# Proyek Machine Learning Rekomendasi Film - Alfandi Firnando

## Data Loading

### Import library machine learning yang diperlukan

In [7]:
import pandas as pd
from sklearn.feature_extraction.text import CountVectorizer
import nltk
nltk.download('punkt')
from nltk.tokenize import word_tokenize

[nltk_data] Downloading package punkt to /root/nltk_data...
[nltk_data]   Unzipping tokenizers/punkt.zip.

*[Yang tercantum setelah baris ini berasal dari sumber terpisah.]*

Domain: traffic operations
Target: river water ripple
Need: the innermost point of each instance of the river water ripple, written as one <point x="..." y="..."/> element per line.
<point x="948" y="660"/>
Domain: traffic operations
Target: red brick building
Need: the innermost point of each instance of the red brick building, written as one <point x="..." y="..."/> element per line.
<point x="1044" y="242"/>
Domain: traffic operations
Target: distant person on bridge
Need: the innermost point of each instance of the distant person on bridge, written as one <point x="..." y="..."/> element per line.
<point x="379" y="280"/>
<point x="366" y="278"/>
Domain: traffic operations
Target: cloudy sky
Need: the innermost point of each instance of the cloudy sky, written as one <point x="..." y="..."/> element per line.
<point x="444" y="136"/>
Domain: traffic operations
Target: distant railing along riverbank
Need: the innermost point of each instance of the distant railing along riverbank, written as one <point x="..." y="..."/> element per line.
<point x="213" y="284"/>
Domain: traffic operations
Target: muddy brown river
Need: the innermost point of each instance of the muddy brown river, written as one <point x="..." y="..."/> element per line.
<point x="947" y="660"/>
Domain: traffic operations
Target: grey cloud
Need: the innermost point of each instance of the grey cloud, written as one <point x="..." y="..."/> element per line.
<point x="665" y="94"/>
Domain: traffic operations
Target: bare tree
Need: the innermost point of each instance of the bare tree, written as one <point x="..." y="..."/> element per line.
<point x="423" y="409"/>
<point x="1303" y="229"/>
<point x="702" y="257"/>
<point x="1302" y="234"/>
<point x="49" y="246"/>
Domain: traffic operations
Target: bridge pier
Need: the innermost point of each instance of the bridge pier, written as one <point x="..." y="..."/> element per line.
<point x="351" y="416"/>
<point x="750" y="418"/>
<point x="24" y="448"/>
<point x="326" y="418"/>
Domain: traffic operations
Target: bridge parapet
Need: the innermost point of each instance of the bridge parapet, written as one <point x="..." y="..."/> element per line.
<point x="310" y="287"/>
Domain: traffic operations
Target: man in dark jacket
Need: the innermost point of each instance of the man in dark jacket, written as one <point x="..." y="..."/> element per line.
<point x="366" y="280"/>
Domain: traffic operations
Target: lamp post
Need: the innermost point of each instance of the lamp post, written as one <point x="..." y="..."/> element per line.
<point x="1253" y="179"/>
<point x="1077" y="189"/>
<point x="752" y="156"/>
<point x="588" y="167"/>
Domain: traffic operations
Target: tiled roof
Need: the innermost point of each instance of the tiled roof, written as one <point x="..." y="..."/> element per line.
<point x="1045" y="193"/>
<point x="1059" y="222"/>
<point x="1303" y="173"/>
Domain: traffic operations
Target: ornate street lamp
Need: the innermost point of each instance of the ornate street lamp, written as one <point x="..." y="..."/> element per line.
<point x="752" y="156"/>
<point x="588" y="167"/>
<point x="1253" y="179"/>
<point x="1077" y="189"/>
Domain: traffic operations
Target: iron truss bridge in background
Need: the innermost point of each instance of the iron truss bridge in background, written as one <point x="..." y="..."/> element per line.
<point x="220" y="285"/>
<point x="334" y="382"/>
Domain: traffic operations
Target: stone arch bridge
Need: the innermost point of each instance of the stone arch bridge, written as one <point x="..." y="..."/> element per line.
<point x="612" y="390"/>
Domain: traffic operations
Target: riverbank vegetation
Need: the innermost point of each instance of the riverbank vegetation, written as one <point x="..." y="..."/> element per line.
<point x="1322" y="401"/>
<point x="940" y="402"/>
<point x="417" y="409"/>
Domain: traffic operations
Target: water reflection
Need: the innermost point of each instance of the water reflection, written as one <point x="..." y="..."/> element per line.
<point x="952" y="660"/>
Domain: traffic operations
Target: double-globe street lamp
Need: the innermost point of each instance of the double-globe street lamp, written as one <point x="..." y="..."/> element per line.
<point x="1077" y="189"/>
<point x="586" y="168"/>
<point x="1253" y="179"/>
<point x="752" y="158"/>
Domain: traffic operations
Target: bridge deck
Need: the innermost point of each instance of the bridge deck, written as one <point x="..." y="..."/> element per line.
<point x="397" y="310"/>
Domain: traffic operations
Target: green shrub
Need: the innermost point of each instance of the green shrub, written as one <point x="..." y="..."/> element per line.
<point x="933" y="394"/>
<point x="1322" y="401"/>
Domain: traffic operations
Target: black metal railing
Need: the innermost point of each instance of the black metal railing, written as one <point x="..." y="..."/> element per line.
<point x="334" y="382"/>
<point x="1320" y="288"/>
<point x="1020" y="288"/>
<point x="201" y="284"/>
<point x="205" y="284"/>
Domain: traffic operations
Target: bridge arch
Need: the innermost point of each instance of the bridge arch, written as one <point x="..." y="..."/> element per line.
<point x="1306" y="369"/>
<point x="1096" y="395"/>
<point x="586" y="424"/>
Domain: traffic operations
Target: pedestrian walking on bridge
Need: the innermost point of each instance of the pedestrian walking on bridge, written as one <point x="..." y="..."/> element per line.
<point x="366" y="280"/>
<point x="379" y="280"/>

### Connect dengan googgle drive untuk mengakses data

In [2]:
from google.colab import drive
drive.mount('/content/drive')

Mounted at /content/drive


### Melakukan data loading dari directory

In [3]:
df = pd.read_csv('/content/drive/MyDrive/content_by_synopsis.csv')
df

Unnamed: 0,title,overview
0,Toy Story,"Led by Woody, Andy's toys live happily in his ..."
1,Jumanji,When siblings Judy and Peter discover an encha...
2,Grumpier Old Men,A family wedding reignites the ancient feud be...
3,Waiting to Exhale,"Cheated on, mistreated and stepped on, the wom..."
4,Father of the Bride Part II,Just when George Banks has recovered from his ...
...,...,...
41357,Caged Heat 3000,It's the year 3000 AD. The world's most danger...
41358,Subdue,Rising and falling between a man and woman.
41359,Century of Birthing,An artist struggles to finish his work while a...
41360,Satan Triumphant,"In a small town live two brothers, one a minis..."


## Data Preparation

### Encode semua feature overview

In [8]:
 bow = CountVectorizer(stop_words='english', tokenizer=word_tokenize)
 bank = bow.fit_transform(df.overview)

### Encode overview untuk film index ke-0 yaitu film Toy Story

In [10]:
#Menampilkan overview untuk film index ke-0 yaitu film Toy Story
idx = 0
content = df.loc[idx, "overview"]
content

"Led by Woody, Andy's toys live happily in his room until Andy's birthday brings Buzz Lightyear onto the scene. Afraid of losing his place in Andy's heart, Woody plots against Buzz. But when circumstances separate Buzz and Woody from their owner, the duo eventually learns to put aside their differences."

In [11]:
#Melakukan transformasi fitur ke bentuk matrix
code = bow.transform([content])
code

<1x86740 sparse matrix of type '<class 'numpy.int64'>'
	with 28 stored elements in Compressed Sparse Row format>

In [12]:
code.toarray()

array([[0, 0, 0, ..., 0, 0, 0]])

## Modeling

###  menghitung derajat kesamaan (similarity degree) dengan teknik cosine distances

In [13]:
from sklearn.metrics.pairwise import cosine_distances

In [15]:
dist = cosine_distances(code, bank)
dist

array([[0.        , 0.68698928, 0.70198022, ..., 0.88529213, 0.68931574,
        0.75277431]])

## Evaluation

### Memberikan Rekomendasi Film

In [18]:
#Memberi rekomendasi untuk top 10 film berdasarkan kemiripan content sinopsis untuk film index ke-0
rec_idx = dist.argsort()[0, 1:11]
rec_idx

array([14706,  2945,  9984, 36827, 40606, 13404, 22084, 14078,  6172,
       27006])

In [19]:
#Menampilkan Top 10 film rekomendasi berdasarkan kemiripan synopsis
df.loc[rec_idx]

Unnamed: 0,title,overview
14706,Toy Story 3,"Woody, Buzz, and the rest of Andy's toys haven..."
2945,Toy Story 2,"Andy heads off to Cowboy Camp, leaving his toy..."
9984,The 40 Year Old Virgin,Andy Stitzer has a pleasant life with a nice a...
36827,Wabash Avenue,Andy Clark discovers he was cheated out of a h...
40606,Stasis,After a night out of partying and left behind ...
13404,The Gang's All Here,"Playboy Andy Mason, on leave from the army, ro..."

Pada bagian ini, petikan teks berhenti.